The Trial of the Chicago 7 turut menandai upaya Sorkin
melahirkan karya yang lebih bersahabat bagi kalangan penonton di luar
penggemarnya. Barisan kalimatnya masih kaya, tajam, sesekali menggelitik, dan
tentunya memorable. “Martin’s dead. Bobby’s dead. Jesus is dead.
They tried it peacefully. We’re going to try something else”, ucap Bobby. Terdengar
nyeleneh, tapi memancing perenungan. Tapi berbeda dengan kebiasaan Sorkin
selama ini, penghantaran kalimat-kalimat tersebut tidak secepat lesatan peluru
senapan otomatis. Penonton awam takkan kesulitan mengikutinya. Pun Sorkin
menawarkan konklusi crowd pleasing,
yang membuat saya bisa membayangkan, apa jadinya film ini, bila rencana awal di
tahun 2007 untuk memberikan posisi sutradara kepada Steven Spielberg jadi
dilakukan.
Terkait penyutradaraan, Sorkin
makin matang. Sekuen terbaiknya adalah kerusuhan pertama, ketika demonstran
berpawai menuju kantor polisi guna membebaskan Tom. Tempo yang meningkat secara
bertahap, penyuntingan dinamis yang bergantian memperlihatkan dua pernyataan
kontradiktif dari masing-masing pihak, kombinasi adegan reka ulang dan footage asli, ditambah musik pemacu
adrenalin gubahan Daniel Pemberton (Steve
Jobs, Spider-Man: Into the Spdier-Verse) Sorkin telah menyempurnakan
kemampuannya membangun momentum yang begitu kuat menyetir emosi penonton.
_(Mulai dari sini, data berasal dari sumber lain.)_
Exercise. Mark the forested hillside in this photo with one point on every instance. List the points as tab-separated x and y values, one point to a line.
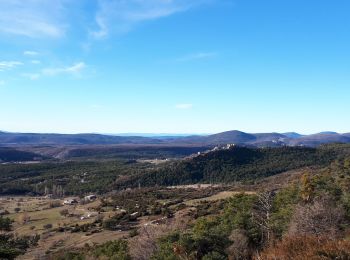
13	155
237	164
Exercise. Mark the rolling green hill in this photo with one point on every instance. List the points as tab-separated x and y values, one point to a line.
237	164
Jajaran pemainnya tak kalah
bersinar. Seperti biasa, Redmayne solid memerankan pria rapuh yang berusaha
kuat. Pria yang mengucapkan kata-kata bernada keyakinan dengan penuh ketidakyakinan.
Pria yang seperti bisa runtuh kapan pun namun menolak berhenti di tengah jalan.
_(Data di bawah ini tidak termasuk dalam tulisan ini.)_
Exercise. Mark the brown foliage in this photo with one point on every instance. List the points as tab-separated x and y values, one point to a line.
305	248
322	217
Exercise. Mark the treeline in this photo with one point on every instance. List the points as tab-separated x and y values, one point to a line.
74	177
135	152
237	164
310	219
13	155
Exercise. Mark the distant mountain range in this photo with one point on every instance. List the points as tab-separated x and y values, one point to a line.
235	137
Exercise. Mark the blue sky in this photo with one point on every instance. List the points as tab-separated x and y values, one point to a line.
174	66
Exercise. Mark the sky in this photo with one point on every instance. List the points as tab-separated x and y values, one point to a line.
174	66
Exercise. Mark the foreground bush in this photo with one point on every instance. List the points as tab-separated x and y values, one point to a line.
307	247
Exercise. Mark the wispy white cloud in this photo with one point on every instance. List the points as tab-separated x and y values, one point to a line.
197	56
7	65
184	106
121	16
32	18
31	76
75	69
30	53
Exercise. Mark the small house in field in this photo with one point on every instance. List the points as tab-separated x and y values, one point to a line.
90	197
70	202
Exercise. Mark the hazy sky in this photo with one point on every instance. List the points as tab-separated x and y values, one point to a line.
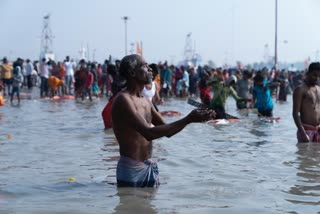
222	30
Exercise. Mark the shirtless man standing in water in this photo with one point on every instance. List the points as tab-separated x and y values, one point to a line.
306	106
136	123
Langella adalah antagonis yang gampang dibenci, sedangkan Michael Keaton menjadi
glorified cameo yang meninggalkan
kesan.
Tapi Sacha Baron Cohen adalah yang
terbaik. Abbie adalah aktivis, hippie, sekaligus
komika. Kombinasi yang membuatnya sekilas hanya pria konyol yang tak bisa
diandalkan, namun semakin banyak sarkasme tajam nan cerdas terlontar dari
mulutnya, semakin mengagumkan sosoknya, yang turut menjelaskan, bagaimana bisa,
di tengah tekanan dari penguasa, demokrasi menolak berjalan mundur pada 1968.